Improving Adversarial Robustness of Attribution via Implicit Regularization
For practitioners needing robust explainability in deep learning, this work provides a computationally cheap alternative to explicit regularization, while revealing a fundamental limitation of attention-based attributions.
The paper shows that adversarial robustness of attributions can be achieved implicitly through standard SGD training, without explicit regularization, and demonstrates this across architectures and datasets with negligible overhead. It also identifies that softmax normalization in attention mechanisms limits this robustness, which can be restored by using kernel-based attention.
The adversarial robustness of attributions is a fundamental requirement for reliable explainability in deep learning, yet existing approaches typically rely on computationally expensive explicit regularization. In this work, we show that attribution robustness can arise implicitly from the learning dynamics of standard stochastic gradient descent. We theoretically motivate this effect through connections between parameter-space and input-space curvature, and validate it across architectures, datasets, and attribution methods, with negligible computational overhead.

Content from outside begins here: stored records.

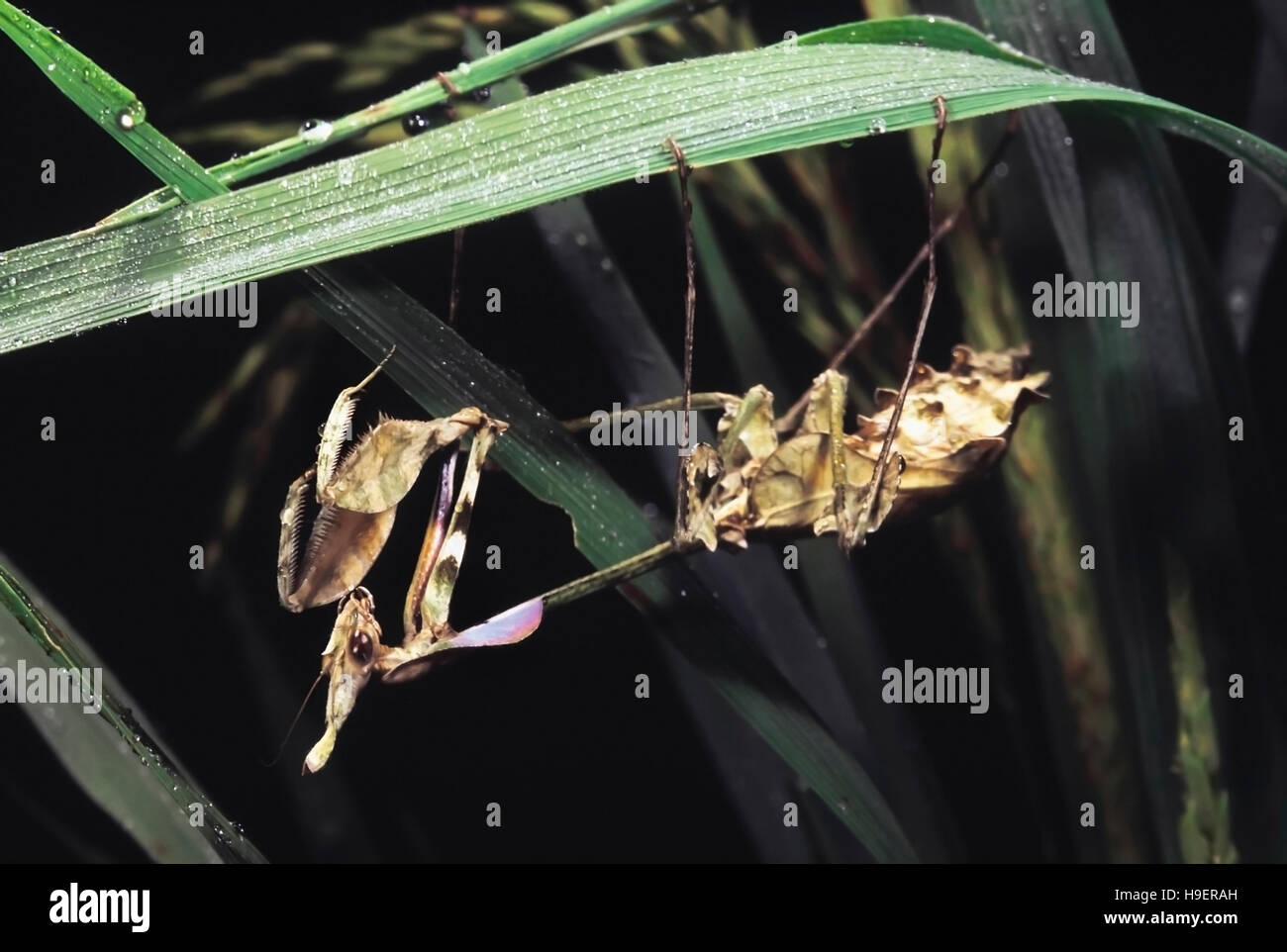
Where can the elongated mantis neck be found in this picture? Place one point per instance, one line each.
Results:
(614, 574)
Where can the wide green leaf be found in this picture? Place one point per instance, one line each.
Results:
(561, 143)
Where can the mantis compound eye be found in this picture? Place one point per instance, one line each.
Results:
(360, 647)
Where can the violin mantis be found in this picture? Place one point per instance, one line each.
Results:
(358, 496)
(798, 472)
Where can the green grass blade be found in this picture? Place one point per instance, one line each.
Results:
(116, 110)
(605, 25)
(111, 753)
(590, 136)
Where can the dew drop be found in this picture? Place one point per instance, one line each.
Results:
(415, 124)
(316, 130)
(130, 116)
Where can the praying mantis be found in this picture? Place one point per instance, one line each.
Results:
(766, 476)
(792, 474)
(358, 494)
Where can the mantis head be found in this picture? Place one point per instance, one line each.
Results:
(348, 659)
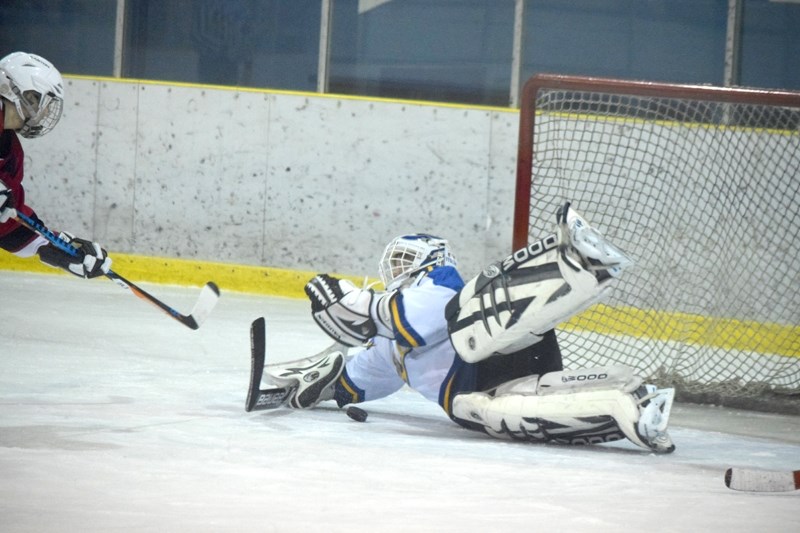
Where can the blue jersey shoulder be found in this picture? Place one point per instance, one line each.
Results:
(446, 276)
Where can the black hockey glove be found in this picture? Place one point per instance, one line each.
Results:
(341, 309)
(90, 260)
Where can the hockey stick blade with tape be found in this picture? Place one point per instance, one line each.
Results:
(206, 302)
(259, 399)
(750, 480)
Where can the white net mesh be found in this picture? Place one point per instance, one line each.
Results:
(705, 196)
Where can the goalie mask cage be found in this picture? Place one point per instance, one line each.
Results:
(700, 185)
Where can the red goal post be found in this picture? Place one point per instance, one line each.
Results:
(701, 185)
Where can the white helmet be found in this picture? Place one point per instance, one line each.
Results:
(408, 254)
(36, 89)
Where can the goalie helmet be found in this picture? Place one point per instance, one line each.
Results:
(36, 89)
(408, 254)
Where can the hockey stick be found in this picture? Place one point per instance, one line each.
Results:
(762, 480)
(205, 303)
(259, 399)
(284, 386)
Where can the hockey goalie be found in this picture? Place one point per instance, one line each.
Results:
(485, 350)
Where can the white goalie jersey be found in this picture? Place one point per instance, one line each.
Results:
(419, 353)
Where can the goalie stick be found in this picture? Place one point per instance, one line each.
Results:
(259, 399)
(750, 480)
(205, 303)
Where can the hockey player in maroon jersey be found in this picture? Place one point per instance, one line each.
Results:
(31, 99)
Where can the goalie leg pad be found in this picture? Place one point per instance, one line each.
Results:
(511, 304)
(573, 413)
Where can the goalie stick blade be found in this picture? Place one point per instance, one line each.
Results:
(744, 479)
(259, 399)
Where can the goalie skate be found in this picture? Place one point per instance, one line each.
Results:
(654, 410)
(596, 253)
(301, 384)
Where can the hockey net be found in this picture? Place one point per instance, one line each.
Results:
(701, 186)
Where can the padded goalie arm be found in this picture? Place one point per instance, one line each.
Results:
(346, 313)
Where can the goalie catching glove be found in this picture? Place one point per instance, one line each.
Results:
(346, 313)
(89, 261)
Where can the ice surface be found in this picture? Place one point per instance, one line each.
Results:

In contrast, we prove that such robustness gains often does not transfer to attention-based attribution under softmax normalization, due to inherent entropy constraints, and we validate this limitation experimentally. Finally, we show that replacing softmax attention with kernel-based attention restores the robustness gains in transformer models. Our results highlight learning dynamics as a principled and practical mechanism for robust explainability, and reveal fundamental limitations of attention-based attribution under normalization.